Generation Eats
Description
$19.95
ISBN 1-895629-91-8
DDC 641.5
Author
Publisher
Year
Contributor
Janet Arnett is the former campus manager of adult education at Ontario’s Georgian College. She is the author of Antiques and Collectibles: Starting Small, The Grange at Knock, and 673 Ways to Save Money.
Review
Generation Eats beats at your eyeballs with its strident, aggressive
style. The author describes it as “a place where food, film and funny
collide.” Strip away the hype and we’re left with 80 recipes with
attitude, matched to videos. Conventional ideas about meals as an
occasion for conversation collide with the book’s basic concept that
food and videos go together. The fall-out from that collision is an
in-your-face vocabulary.
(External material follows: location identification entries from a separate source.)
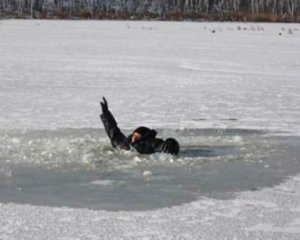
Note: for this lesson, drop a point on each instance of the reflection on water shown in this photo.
(78, 168)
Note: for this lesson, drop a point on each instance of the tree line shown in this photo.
(234, 10)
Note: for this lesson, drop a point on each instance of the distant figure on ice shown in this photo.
(142, 139)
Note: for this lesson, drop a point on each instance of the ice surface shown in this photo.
(172, 76)
(53, 74)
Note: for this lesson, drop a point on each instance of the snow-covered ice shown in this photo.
(200, 82)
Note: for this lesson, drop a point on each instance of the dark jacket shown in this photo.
(147, 144)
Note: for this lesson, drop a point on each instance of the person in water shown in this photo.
(142, 139)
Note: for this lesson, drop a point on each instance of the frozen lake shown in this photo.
(229, 92)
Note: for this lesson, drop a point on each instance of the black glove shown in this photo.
(104, 105)
(171, 146)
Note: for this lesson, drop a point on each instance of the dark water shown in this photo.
(78, 168)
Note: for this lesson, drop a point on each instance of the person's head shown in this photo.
(138, 133)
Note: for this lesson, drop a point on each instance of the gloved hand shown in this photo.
(171, 146)
(104, 105)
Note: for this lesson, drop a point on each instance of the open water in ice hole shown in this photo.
(78, 168)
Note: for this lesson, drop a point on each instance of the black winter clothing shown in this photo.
(146, 144)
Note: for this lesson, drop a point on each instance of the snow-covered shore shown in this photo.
(174, 76)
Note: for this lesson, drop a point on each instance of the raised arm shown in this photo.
(117, 138)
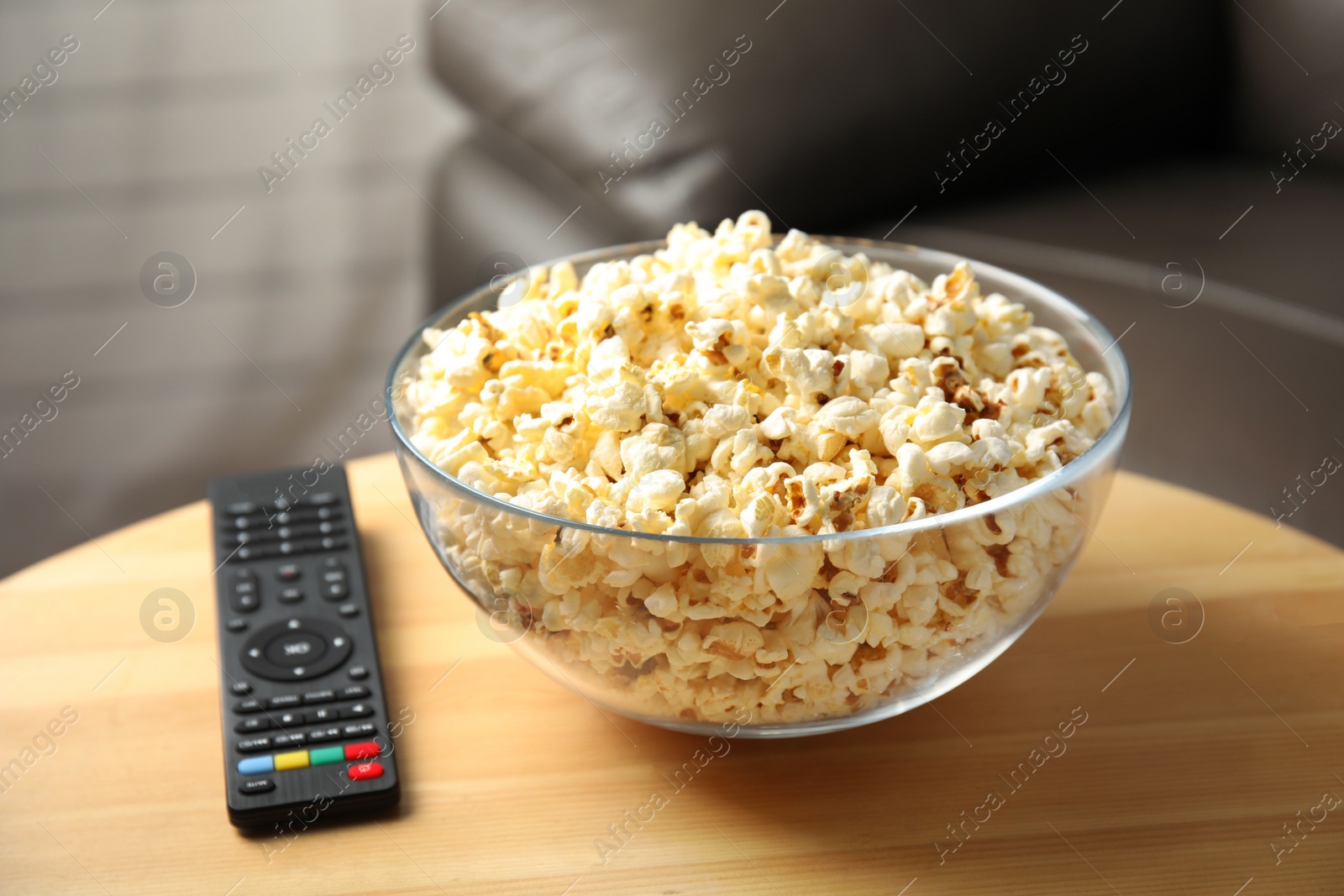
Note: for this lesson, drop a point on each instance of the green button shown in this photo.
(326, 755)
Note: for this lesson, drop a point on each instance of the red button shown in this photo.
(365, 770)
(366, 750)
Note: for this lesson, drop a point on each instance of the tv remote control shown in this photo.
(304, 716)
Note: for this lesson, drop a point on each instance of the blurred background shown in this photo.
(1173, 168)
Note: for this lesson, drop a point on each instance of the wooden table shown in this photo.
(1191, 761)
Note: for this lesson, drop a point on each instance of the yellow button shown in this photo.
(286, 761)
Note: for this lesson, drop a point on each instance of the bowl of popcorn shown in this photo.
(800, 481)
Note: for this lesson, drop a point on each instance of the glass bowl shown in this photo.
(837, 663)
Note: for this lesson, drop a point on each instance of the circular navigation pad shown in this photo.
(296, 649)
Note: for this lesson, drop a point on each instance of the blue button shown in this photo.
(255, 765)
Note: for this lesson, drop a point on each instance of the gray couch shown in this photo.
(1097, 147)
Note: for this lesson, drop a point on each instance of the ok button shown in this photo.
(296, 649)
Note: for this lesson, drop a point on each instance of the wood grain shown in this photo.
(1191, 759)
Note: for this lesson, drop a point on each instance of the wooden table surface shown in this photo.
(1193, 759)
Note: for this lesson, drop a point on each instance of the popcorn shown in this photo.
(716, 389)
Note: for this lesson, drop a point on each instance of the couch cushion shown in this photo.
(827, 113)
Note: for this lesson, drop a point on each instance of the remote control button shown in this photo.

And the conviction that if it’s loud, hot, or
suggestive then it must be cool.
In Rosen’s kitchen you don’t discard something, you trash it. You
don’t place food in a dish, you dump it there. Or in a rare gentler
mood, plant it. At times the hip language thing looks suspiciously
forced. Does anyone, of any generation, say “side it up” or “cup
of joe?” This exercise in atmosphere-building may be a false front,
’cause under all the Gen–X pretences Rosen does have a strong
message to deliver about healthy cooking: it can be fun. And it can be
done.
The recipes, when you find them, rely heavily on international fads
(couscous, pad thai, dal, tabouleh, anti pasto, hummus, stuffed
jalapeсos, bruschetta) offset with comfort foods (mashed potatoes,
apple crisp, potato salad, meat loaf, rocky road squares).
Generation Eats is directed at the person who is approaching the
kitchen for the first time and, if spooked, will return to take out. It
assumes that any meals resulting from the recipes will be consumed while
watching a video. It should be popular on university campuses.